Importante para todos os DeMolays, que como todos os jovens se preocupam com suas espinhas e outras "coisitas" mais! :-)

Perspectivas para a Aids são cada vez mais sombrias

Paul Benkimoun
Le Monde

A pergunta é ritual: deve-se ser otimista ou pessimista? Nunca os poderes
públicos e a sociedade civil estiveram mais envolvidos na luta contra a
Aids, salientam os otimistas. Nunca, apesar das mais de 20 milhões de mortes
desde 1981, as previsões foram mais sombrias, retrucam os pessimistas. Cerca
de 68 milhões de mortes estão previstas até 2020 nos 45 países mais afetados
"se as ações de prevenção e de tratamento não forem maciçamente ampliadas",
segundo a Onusida.

Desde 10 de janeiro de 2000, quando o Conselho de Segurança das Nações
Unidas incluiu a Aids em sua ordem do dia, até a conferência internacional
de Barcelona, em julho passado, passando pela decisão da Assembléia Geral
extraordinária da ONU de junho de 2001, de criar um Fundo Global contra a
Aids, a tuberculose e o paludismo, a mobilização efetivamente se acelerou.

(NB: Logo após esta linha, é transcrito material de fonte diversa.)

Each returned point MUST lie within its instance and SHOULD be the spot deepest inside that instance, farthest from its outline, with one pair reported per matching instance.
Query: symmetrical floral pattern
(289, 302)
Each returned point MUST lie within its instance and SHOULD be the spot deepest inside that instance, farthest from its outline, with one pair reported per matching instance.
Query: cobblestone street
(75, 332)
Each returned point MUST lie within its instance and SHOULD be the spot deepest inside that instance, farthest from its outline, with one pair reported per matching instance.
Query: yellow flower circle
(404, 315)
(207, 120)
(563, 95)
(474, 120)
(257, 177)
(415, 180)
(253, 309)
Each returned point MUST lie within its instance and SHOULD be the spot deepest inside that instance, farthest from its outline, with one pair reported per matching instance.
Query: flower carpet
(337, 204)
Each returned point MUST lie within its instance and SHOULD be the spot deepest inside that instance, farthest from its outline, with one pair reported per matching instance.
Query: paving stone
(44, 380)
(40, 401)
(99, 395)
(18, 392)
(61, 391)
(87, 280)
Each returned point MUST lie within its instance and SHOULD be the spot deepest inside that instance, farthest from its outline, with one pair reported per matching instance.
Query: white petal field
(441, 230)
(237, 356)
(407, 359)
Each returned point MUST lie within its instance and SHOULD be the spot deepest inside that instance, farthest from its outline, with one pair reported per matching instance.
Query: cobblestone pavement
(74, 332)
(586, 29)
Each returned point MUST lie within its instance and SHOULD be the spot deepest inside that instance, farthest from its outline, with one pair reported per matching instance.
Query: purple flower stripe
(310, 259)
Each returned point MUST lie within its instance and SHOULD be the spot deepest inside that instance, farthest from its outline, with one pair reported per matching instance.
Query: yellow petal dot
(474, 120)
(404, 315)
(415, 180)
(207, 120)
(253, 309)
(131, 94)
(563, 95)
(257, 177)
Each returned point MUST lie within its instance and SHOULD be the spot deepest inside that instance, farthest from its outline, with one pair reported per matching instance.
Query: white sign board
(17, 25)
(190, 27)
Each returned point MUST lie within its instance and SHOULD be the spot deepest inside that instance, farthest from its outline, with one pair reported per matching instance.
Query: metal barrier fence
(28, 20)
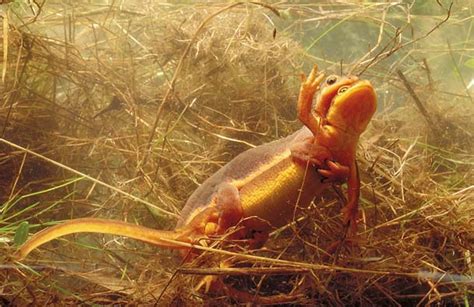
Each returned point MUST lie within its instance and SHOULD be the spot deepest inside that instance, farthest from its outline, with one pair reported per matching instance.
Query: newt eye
(331, 80)
(342, 89)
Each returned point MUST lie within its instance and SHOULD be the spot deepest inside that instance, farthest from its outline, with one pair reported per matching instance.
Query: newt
(262, 188)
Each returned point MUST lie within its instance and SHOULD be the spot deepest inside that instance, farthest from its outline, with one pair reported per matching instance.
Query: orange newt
(262, 187)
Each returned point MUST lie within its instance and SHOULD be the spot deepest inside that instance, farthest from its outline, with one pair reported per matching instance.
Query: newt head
(352, 107)
(329, 90)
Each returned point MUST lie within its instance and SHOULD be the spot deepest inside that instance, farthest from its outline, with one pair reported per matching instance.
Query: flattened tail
(162, 238)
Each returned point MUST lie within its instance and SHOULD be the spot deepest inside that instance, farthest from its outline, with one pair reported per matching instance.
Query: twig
(417, 100)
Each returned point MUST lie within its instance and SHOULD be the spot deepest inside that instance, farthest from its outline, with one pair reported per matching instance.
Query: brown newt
(262, 187)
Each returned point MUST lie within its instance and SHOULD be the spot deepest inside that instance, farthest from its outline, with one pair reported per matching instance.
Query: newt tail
(161, 238)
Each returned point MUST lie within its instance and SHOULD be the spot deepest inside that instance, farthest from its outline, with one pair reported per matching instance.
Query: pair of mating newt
(261, 188)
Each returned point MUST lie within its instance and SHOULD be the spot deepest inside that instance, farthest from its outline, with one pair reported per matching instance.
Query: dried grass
(82, 87)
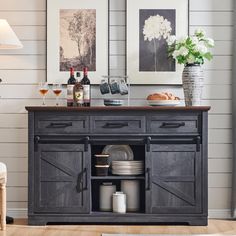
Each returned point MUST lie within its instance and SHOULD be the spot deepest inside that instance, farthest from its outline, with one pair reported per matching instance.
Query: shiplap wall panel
(20, 77)
(30, 48)
(224, 180)
(23, 5)
(31, 62)
(217, 77)
(117, 5)
(216, 32)
(220, 121)
(26, 67)
(220, 151)
(219, 197)
(220, 165)
(24, 17)
(211, 5)
(30, 32)
(215, 18)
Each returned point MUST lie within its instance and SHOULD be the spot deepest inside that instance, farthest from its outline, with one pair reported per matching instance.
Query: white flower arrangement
(191, 49)
(155, 28)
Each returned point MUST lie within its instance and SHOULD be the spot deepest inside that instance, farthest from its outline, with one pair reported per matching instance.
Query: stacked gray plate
(127, 167)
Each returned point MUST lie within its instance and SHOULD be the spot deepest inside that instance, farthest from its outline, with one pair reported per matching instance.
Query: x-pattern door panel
(62, 179)
(175, 179)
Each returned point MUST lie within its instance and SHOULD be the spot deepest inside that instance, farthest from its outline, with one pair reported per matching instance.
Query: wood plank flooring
(215, 227)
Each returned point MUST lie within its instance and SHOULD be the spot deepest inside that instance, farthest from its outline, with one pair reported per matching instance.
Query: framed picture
(77, 36)
(149, 24)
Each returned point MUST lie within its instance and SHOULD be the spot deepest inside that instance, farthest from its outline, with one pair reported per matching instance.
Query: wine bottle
(70, 88)
(87, 88)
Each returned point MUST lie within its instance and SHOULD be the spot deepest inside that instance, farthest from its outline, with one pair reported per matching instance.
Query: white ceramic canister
(119, 202)
(106, 191)
(132, 190)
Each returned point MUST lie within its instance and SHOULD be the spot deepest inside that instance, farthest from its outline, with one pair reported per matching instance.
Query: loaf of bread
(162, 96)
(157, 96)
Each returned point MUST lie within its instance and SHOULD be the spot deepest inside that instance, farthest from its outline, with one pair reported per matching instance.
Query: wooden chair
(3, 181)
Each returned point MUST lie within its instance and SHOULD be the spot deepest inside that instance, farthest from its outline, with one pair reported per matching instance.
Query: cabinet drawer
(61, 124)
(118, 124)
(173, 124)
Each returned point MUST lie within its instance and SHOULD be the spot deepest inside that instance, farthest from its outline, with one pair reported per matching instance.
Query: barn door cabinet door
(173, 179)
(62, 179)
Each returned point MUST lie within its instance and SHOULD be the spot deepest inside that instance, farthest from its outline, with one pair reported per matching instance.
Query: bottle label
(79, 97)
(86, 92)
(70, 88)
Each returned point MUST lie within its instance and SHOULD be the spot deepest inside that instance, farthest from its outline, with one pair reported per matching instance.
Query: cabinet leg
(35, 222)
(199, 222)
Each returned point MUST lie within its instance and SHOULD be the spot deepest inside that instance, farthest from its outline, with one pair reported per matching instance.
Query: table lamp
(8, 40)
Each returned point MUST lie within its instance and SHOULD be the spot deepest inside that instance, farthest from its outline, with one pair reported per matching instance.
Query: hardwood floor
(20, 227)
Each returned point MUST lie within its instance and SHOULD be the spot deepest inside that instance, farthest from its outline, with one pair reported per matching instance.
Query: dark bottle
(70, 88)
(87, 88)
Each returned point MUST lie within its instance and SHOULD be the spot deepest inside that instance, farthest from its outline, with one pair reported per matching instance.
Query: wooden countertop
(118, 108)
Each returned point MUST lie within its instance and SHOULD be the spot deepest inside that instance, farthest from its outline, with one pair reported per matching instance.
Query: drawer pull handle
(60, 125)
(115, 125)
(172, 125)
(148, 179)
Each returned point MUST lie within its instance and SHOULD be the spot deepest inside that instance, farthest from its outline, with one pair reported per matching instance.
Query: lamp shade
(8, 39)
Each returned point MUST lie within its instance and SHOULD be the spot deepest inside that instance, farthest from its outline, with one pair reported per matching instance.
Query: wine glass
(57, 89)
(43, 90)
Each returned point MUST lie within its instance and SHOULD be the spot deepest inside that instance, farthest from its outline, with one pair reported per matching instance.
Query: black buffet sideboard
(172, 142)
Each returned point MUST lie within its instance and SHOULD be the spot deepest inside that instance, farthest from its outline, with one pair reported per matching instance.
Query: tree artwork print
(155, 26)
(77, 39)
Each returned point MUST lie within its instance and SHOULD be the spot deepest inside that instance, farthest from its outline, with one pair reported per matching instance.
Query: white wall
(21, 70)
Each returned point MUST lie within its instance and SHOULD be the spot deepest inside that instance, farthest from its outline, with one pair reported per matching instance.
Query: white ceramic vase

Os compromissos anunciados diante do Fundo Global ficam pouco acima de 20%
dos US$ 10 bilhões considerados como soma mínima necessária por ano. Os
primeiros financiamentos já foram atribuídos, porém, o que testemunha uma
rapidez incomum. Durante a conferência de Barcelona, o novo
diretor-executivo do Fundo Global, Richard Feachem, afirmou que os
financiamentos concedidos permitirão duplicar nos próximos cinco anos o
número de habitantes dos países em desenvolvimento que recebem medicamentos
anti-retrovirais e multiplicar por seis o efetivo dos africanos que se
beneficiam de tratamentos contra o HIV.

Tratando-se de uma doença que faz 8 mil mortos por dia, como não se
escandalizar com a lentidão com que os países mais afortunados enviam
quantias que representam uma parte irrisória de suas riquezas? Em uma
entrevista ao Monde, o próprio Richard Feachem comparou os objetivos
financeiros anuais do fundo com os US$ 1,2 trilhão que os Estados Unidos
dedicam anualmente a suas despesas públicas de saúde. A contribuição total
de Washington ao Fundo Global é de US$ 500 milhões. Somente quatro
países -Suécia, Noruega, Luxemburgo e Holanda- dedicam pelo menos 0,7% de
seu PIB à ajuda pública ao desenvolvimento.

A França anunciou um ano atrás, através de Lionel Jospin, uma contribuição
durante três anos de US$ 131 milhões ao Fundo Global. Muitos esperavam um
novo gesto por ocasião da conferência sobre Aids, mas somente a Alemanha não
se limitou aos discursos e elevou para US$ 200 milhões seus compromissos. As
carências dos dirigentes dos países do Terceiro Mundo não podem servir de
pretexto para um envolvimento parcimonioso.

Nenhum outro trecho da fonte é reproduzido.